Rcount-format with bed file

MingL196 commented 8 years ago

Hi!

I tried using your Rcount-format with a bed file downloaded from UCSC.

Although the bed file had multiple chromosomes in it, it looks like your Rcount-format only processed one chromosome and then finished.

Also, when I limited the bed file to chr10, only 972 of the 1600 unique NM / NR numbers ended up on in the output xml file.

Do you have any idea why this happened?

Thanks.

MWSchmid commented 8 years ago

Hi Ming

Could you please send me a link to the specific bed file you used (I would like to test and fix it)?

Best regards

MingL196 commented 8 years ago

Since this area only supports .txt, I added .txt to the end of each bed file.

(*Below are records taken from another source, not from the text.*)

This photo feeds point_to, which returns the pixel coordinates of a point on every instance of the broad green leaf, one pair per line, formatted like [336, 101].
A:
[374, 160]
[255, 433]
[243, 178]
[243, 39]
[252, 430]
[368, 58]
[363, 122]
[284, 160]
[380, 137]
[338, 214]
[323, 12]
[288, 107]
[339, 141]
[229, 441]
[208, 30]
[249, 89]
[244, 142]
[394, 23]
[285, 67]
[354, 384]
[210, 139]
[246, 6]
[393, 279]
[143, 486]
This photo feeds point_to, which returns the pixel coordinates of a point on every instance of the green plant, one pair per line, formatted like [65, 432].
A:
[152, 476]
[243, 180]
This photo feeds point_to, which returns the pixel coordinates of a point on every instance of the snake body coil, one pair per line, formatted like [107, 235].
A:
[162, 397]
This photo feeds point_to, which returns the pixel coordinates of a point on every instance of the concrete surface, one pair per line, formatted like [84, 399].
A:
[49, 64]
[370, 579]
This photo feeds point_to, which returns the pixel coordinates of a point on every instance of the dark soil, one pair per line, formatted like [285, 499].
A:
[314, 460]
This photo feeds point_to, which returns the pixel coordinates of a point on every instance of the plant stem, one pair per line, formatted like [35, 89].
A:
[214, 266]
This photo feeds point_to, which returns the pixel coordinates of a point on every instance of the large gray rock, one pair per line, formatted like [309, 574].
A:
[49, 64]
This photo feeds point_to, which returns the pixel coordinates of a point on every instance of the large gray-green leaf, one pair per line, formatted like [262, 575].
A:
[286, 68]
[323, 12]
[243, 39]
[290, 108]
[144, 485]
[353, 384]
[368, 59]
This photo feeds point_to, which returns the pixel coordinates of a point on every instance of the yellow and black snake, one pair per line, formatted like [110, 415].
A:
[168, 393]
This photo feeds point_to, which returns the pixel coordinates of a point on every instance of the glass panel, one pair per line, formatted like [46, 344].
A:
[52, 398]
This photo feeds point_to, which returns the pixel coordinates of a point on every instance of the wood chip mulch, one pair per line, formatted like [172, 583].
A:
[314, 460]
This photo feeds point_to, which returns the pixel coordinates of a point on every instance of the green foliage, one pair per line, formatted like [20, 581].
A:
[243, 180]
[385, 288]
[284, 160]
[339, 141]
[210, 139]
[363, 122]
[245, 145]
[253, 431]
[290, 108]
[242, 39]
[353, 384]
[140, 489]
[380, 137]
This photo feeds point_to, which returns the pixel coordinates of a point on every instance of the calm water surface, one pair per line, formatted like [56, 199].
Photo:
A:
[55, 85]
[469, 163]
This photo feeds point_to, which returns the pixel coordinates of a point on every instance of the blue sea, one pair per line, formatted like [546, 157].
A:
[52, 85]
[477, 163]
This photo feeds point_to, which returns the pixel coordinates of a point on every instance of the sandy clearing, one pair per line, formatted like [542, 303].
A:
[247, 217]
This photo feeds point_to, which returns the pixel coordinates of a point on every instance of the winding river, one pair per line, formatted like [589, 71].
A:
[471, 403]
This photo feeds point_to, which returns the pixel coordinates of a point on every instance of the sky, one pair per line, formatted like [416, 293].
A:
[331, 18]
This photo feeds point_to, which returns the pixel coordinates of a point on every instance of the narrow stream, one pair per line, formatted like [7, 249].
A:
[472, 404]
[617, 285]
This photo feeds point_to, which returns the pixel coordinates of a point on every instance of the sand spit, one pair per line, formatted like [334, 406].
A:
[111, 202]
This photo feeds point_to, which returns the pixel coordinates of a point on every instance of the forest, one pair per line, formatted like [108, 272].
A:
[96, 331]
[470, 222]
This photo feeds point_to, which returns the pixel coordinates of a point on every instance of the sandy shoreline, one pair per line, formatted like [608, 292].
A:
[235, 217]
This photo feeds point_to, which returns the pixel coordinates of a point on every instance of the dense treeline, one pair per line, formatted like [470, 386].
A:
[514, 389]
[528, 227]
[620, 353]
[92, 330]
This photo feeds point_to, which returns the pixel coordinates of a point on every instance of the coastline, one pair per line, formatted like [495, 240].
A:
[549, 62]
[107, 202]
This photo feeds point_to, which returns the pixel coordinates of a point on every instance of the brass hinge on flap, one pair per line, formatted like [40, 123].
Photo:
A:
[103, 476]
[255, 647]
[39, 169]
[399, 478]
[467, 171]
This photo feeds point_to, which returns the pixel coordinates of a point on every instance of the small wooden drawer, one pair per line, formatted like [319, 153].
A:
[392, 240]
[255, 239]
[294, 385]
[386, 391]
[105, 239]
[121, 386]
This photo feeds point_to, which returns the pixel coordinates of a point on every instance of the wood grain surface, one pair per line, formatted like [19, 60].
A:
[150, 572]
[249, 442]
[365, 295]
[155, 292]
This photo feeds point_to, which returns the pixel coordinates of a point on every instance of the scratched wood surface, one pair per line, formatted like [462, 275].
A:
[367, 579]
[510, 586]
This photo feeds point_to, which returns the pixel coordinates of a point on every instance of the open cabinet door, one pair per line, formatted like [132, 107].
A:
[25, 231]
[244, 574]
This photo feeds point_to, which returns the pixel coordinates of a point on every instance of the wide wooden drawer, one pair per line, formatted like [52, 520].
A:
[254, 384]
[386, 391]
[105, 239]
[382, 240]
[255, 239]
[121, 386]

mm10_chr10.bed.txt mm10_chr1_2.bed.txt

MingL196 commented 8 years ago

The mm10chr10.bed.txt was obtained by UCSC's table browser, table refGene, limited to chr10, output bed format. It was used to produce the numbers above (972 of the 1600 unique NM / NR_ numbers ended up in the xml output).

The mm10_chr1_2.bed.txt concatenating (UCSC's table browser, table refGene, chr1) and (UCSC's table browser, table refGene, chr2) together. Running it through through Rcount-format returned only chr1 features.

MingL196 commented 8 years ago

Lastly, I am using the linux64bit.zip compiled binary version of your program.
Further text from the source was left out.